Reuters described the device as a stripped-down personal computer with a bulky cathode ray tube monitor and a slow processor that ran a very basic version of Microsoft's Windows operating system.
Yang said Proview spent more than US$30 million on research and development for that product while the group competed in the cutthroat computer monitor market. More than 10,000 units were produced, with a retail price of US$300 each, until production was stopped because of what Yang suggested were technical problems.
The global financial crisis put an immense strain on Proview's business in 2008, which was the same year the company posted its first loss.
The firm's Brazilian subsidiary had filed for bankruptcy protection in 2009, when Yang was already providing his own money to keep the operations of the group afloat.
In December 2009, Proview International agreed to sell the group's iPad trademarks in eight countries and territories - including two registered in mainland China - for ?35,000 (HK$432,000) to Apple and IP Application Development.
While drawing up the agreement for that sale and the so-called country assignments, Apple and its intermediary discovered the two mainland Chinese iPad trademarks were not owned by Proview's Taiwan subsidiary, as they had been led to believe, but by Proview Shenzhen.
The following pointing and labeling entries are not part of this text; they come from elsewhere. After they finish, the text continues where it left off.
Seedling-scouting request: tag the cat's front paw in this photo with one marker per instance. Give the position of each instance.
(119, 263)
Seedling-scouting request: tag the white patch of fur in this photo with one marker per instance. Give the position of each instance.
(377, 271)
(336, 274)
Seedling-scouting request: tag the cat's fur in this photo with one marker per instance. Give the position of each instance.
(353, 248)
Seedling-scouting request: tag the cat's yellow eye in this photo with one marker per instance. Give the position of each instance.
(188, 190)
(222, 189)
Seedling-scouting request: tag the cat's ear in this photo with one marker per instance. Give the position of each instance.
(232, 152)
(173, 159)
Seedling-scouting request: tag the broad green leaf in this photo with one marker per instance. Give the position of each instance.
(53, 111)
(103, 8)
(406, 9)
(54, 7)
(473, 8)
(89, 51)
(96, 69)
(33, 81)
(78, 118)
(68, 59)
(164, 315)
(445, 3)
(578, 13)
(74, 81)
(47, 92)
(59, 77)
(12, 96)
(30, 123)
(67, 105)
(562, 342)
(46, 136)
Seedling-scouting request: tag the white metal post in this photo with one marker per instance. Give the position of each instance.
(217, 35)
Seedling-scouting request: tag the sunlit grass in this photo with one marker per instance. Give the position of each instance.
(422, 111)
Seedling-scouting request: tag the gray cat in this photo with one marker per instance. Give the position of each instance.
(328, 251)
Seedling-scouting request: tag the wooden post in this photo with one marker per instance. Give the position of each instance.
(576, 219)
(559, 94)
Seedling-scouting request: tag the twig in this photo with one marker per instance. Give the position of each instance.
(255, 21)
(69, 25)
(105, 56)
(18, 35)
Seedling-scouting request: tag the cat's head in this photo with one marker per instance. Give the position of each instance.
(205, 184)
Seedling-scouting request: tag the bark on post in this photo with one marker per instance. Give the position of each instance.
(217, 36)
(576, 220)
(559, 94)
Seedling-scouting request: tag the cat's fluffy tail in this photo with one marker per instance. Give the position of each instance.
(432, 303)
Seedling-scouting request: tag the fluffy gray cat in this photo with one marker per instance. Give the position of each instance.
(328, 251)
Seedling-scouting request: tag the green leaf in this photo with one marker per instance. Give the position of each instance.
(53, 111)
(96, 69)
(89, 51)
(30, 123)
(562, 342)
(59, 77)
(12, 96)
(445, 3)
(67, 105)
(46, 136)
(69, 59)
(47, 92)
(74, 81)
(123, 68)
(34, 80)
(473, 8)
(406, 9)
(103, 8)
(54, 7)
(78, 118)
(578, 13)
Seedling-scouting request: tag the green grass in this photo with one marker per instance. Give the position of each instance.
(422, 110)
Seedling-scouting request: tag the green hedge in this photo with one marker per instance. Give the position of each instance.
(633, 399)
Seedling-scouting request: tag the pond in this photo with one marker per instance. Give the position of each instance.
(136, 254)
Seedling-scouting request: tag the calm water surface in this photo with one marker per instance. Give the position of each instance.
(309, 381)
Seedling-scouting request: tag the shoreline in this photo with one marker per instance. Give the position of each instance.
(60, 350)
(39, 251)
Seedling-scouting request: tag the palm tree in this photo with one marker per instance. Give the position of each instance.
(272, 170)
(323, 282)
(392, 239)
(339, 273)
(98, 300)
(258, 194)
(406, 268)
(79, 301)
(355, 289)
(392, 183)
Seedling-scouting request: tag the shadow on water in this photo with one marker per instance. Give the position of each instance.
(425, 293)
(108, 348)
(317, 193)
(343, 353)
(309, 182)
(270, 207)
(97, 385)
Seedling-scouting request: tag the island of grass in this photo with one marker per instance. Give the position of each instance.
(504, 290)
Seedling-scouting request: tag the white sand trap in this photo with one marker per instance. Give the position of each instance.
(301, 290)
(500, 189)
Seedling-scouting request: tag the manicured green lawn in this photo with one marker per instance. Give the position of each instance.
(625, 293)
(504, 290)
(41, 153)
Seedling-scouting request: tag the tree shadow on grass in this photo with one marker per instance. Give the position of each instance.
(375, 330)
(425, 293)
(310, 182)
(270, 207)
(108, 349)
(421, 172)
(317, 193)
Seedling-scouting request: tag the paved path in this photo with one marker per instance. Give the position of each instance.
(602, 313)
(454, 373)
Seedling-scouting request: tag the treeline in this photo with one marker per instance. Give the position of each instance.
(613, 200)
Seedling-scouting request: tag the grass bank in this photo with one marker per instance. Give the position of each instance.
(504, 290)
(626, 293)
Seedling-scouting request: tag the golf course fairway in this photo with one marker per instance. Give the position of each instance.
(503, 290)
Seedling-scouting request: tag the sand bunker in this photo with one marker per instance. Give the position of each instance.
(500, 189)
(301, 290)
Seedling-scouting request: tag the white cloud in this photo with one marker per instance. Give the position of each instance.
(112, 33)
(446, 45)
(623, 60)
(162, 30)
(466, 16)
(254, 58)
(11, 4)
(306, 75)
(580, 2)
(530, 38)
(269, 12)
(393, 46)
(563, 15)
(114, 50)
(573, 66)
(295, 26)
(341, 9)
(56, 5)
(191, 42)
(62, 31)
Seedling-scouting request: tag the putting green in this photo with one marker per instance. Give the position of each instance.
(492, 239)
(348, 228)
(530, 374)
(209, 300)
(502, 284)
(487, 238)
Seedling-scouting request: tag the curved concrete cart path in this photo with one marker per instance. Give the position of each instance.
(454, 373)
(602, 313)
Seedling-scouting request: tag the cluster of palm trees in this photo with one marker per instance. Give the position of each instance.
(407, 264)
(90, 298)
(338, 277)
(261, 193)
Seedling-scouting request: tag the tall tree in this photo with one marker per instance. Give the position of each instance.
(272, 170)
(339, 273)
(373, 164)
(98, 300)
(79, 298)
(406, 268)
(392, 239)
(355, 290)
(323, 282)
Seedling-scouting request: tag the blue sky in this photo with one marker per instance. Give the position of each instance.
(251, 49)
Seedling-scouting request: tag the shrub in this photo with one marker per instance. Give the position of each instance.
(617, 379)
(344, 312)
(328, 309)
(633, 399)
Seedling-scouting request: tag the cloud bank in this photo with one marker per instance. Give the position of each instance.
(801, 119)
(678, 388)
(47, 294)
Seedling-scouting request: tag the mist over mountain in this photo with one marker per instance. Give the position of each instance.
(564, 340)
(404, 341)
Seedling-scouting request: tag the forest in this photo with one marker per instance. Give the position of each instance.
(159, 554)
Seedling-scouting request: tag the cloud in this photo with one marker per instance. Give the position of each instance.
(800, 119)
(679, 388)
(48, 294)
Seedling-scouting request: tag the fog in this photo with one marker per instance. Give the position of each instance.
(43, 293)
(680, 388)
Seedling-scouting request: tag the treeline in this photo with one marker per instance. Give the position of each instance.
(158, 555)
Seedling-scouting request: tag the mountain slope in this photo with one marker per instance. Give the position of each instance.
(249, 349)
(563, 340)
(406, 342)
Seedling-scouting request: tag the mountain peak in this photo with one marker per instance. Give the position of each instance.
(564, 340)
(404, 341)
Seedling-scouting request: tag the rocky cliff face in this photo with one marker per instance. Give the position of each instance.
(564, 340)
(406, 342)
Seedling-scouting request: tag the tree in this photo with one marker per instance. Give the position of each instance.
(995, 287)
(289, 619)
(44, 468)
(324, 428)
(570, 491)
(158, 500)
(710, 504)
That made ineffective the China country assignments provided to IP Application Development by the Proview group.
Apple said the Proview group, while acknowledging the mistake made, refused to rectify the matter and asked Apple to pay US$10 million for the two mainland-registered trademarks. The US firm and its British intermediary began an action against the Proview group in Hong Kong on May 20, 2010. Under their previous transaction, the parties agreed to exclusively settle all their disputes in the city.
Proview International's shares were suspended from trading on the Hong Kong stock exchange in August 2010 as it scrambled to restructure and sell off assets on the mainland to pay its debts. Its Shenzhen subsidiary filed for bankruptcy later that year.
The Hong Kong stock exchange targeted Proview International for delisting for failure to file its financial reports since the second half of 2010.
In October that same year, Proview International said the group had about 3.8 billion yuan (HK$4.67 billion) in debts. Hejun Vanguard Group, a management consultancy firm in Beijing, had become Proview's major creditor after the company's assets were frozen by eight state-owned banks.
Hong Kong's Court of First Instance ruled in Apple's favour in July last year when it issued preliminary injunctions against defendants Yang and the Proview group from selling the mainland trademarks to other parties. The court found that Taiwan-based Proview Electronics negotiated as the sole proprietor of all the iPad trademarks, including the two registered on the mainland. A final adjudication by the court was slated for later this year.
The Intermediate People's Court in Shenzhen ruled against Apple in December last year in the trademark infringement lawsuit it filed to the court, declaring that the US company had no claim to the iPad name, because the rights to that brand on the mainland belonged to Proview Shenzhen.
After Apple appealed that ruling to the Higher People's Court of Guangdong province, Proview's Taipei subsidiary sued Apple in February this year in the Superior Court of California in Santa Clara county to void their deal and reclaim international rights to the iPad name. The case was thrown out in May because the court recognised Hong Kong's jurisdiction, based on the litigants' previous agreement.
The Guangdong court, which heard Apple's appeal in March, urged Apple and Proview Shenzhen to settle. It confirmed that the parties agreed to a settlement last week.
Apple's legal representative and spokeswoman in Beijing had no comment.